While this major legal turn-around may have happened on the other side of the world, it shows just how much we must continue to stand by each other to face threats to our rights.
In a huge sign of solidarity, union members took to the streets across the country last Saturday to protest the overturn of abortion rights in the United States.
Victorian Trades Hall Council assistant secretary Wil Stracke spoke to crowds in Melbourne. She noted that even if abortion is no longer a crime in most parts of Australia, there are still threats to abortion rights.
“There are politicians now who are applauding what happened in the US. We need to send them a message that says, ‘We will rise up and fight you if you try and do that here,’” Stracke said.
As working women and pregnant people in the United States take to the streets in outrage, Australian workers can see clearly how important it is to understand our own rights and ensure they remain protected.
What are your work rights if you need an abortion?
If you need to take time off work to have an abortion, you don’t need to share why with your employer if you don’t feel comfortable to do so.
This right to privacy does not change, regardless of whether you’re taking paid or unpaid leave.
The same goes if you’re taking a sick day while recovering from an abortion operation. Your employer has no right to ask for further medical details and you are not obliged to provide reasoning.
It is important to note that abortion laws vary depending on which state or territory you live in. Since South Australia moved to decriminalise abortion this year, abortion is now decriminalised across all Australian states and territories except Western Australia.
Union members act today to change tomorrow
The American Federation of Labor and Congress of Industrial Organizations (AFL-CIO) have made clear that the Supreme Court decision to overturn Roe v. Wade has forced low-income women and gender diverse people into harmful positions.
AFL-CIO President Liz Schuler highlighted the importance of workers having control over their own bodies and health.
“At a time when we should be focused on expanding equity for all working people, particularly for marginalized communities disproportionately impacted by the pandemic, this ruling will only deepen racial and economic disparities,” she said.
“No one should be forced into financial insecurity because they have been denied reproductive health care.”

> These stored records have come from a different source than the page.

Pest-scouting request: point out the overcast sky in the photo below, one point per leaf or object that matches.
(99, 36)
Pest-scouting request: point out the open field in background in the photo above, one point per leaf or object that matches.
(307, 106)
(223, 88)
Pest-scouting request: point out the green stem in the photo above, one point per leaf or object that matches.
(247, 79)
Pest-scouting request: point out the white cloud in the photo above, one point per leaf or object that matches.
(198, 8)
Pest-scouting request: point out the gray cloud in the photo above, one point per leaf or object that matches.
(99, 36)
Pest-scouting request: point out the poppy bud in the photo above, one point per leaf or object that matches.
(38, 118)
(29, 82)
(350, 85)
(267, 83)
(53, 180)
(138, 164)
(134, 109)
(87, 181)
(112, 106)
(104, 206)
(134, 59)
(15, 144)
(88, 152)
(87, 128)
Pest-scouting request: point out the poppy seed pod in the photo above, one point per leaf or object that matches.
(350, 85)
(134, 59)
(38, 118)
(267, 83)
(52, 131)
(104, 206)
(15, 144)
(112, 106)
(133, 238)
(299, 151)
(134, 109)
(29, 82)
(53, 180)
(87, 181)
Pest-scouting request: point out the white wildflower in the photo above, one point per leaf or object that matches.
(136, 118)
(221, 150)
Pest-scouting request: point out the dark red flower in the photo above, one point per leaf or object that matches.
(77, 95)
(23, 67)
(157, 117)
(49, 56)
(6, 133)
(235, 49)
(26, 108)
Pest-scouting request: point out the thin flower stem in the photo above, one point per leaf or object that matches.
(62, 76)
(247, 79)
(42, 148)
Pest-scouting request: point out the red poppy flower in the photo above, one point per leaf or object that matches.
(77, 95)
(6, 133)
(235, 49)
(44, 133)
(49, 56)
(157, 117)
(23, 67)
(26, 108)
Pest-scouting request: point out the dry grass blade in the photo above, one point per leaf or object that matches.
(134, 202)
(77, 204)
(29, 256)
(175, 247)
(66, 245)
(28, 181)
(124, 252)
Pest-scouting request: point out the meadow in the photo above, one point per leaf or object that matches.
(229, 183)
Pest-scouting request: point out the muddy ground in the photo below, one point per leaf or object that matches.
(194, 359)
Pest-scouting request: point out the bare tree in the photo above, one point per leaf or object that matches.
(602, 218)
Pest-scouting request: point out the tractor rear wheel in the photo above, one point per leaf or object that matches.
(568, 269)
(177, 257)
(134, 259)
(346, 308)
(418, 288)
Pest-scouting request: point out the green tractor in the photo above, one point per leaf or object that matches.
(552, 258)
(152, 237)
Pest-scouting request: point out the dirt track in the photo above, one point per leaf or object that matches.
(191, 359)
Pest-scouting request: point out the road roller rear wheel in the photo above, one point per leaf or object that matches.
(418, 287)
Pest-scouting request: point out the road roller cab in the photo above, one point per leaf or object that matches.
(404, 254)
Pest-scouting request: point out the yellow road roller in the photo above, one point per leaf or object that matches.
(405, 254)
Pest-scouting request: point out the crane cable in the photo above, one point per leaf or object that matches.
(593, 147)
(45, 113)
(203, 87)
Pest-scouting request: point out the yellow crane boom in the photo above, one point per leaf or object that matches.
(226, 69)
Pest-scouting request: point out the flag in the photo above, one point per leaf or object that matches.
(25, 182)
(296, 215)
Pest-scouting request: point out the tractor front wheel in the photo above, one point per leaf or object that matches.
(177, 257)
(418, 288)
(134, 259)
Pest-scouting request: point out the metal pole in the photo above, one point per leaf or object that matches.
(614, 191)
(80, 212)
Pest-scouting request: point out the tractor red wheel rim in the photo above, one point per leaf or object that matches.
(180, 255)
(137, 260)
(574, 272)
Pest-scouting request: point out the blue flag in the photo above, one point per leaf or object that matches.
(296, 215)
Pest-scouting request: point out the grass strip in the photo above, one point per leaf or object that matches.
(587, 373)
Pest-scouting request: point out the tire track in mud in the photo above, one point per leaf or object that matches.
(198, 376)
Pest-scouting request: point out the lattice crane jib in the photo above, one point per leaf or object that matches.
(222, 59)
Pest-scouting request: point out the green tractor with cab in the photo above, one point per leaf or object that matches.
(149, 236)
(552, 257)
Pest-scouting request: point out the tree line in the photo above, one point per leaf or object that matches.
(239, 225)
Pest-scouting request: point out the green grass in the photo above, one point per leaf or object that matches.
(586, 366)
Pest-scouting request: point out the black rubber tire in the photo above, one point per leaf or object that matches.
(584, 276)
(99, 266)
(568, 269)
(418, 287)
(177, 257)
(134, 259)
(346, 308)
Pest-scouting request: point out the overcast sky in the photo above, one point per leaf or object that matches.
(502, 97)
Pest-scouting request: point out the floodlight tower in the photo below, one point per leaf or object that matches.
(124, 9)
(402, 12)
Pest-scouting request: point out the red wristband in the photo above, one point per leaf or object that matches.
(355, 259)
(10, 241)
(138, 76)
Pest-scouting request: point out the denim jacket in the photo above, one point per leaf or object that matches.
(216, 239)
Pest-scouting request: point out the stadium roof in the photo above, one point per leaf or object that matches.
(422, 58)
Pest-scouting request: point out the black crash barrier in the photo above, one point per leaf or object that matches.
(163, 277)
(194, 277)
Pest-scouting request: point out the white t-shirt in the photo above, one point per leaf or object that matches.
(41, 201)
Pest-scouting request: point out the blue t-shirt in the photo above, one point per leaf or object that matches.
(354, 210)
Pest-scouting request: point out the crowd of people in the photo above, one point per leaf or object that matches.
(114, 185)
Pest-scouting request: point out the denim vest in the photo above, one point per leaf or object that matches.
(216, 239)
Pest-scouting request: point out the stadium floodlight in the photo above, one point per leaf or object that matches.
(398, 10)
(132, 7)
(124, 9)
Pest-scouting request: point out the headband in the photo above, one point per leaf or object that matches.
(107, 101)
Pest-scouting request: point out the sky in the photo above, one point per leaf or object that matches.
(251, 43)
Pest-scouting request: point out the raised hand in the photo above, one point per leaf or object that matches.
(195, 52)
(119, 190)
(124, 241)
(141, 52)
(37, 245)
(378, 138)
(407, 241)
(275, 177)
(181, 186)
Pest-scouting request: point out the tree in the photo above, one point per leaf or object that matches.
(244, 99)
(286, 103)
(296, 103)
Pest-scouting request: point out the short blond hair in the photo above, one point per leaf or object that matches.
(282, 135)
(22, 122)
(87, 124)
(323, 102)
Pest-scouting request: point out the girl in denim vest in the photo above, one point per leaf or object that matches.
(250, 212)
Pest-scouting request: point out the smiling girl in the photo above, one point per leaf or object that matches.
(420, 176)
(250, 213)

Workers in unions have a long history of supporting the right to abortion. In 1981 the Australian Council of Trade Unions supported the “right to free, safe and legal abortion”. At the time, only South Australia had legislated for the lawful medical termination of pregnancy.
Wil Stracke spoke to protesters about why abortion rights were so close to heart for union members.
“The average trade unionist today is a woman. She works in a caring profession. She works supporting or educating others. Or she works in retail and hospitality. And her rights are workers’ rights. And workers’ rights are union business,” Stracke said.
Working women have been at the core of the Australian union movement for decades. Whether it has been paid family and domestic violence leave, safe workplaces for all women, or paid parental leave, workers in unions have ensured we continue to make progress for working women.
This collective action has been part of a larger campaign that has seen union members achieve wins for working women and gender diverse workers for decades. And we certainly won’t be stopping anything soon.
The Australian union movement has always treated workers as people first. That’s why union members stand together for better workplace conditions and a better society for all. Always.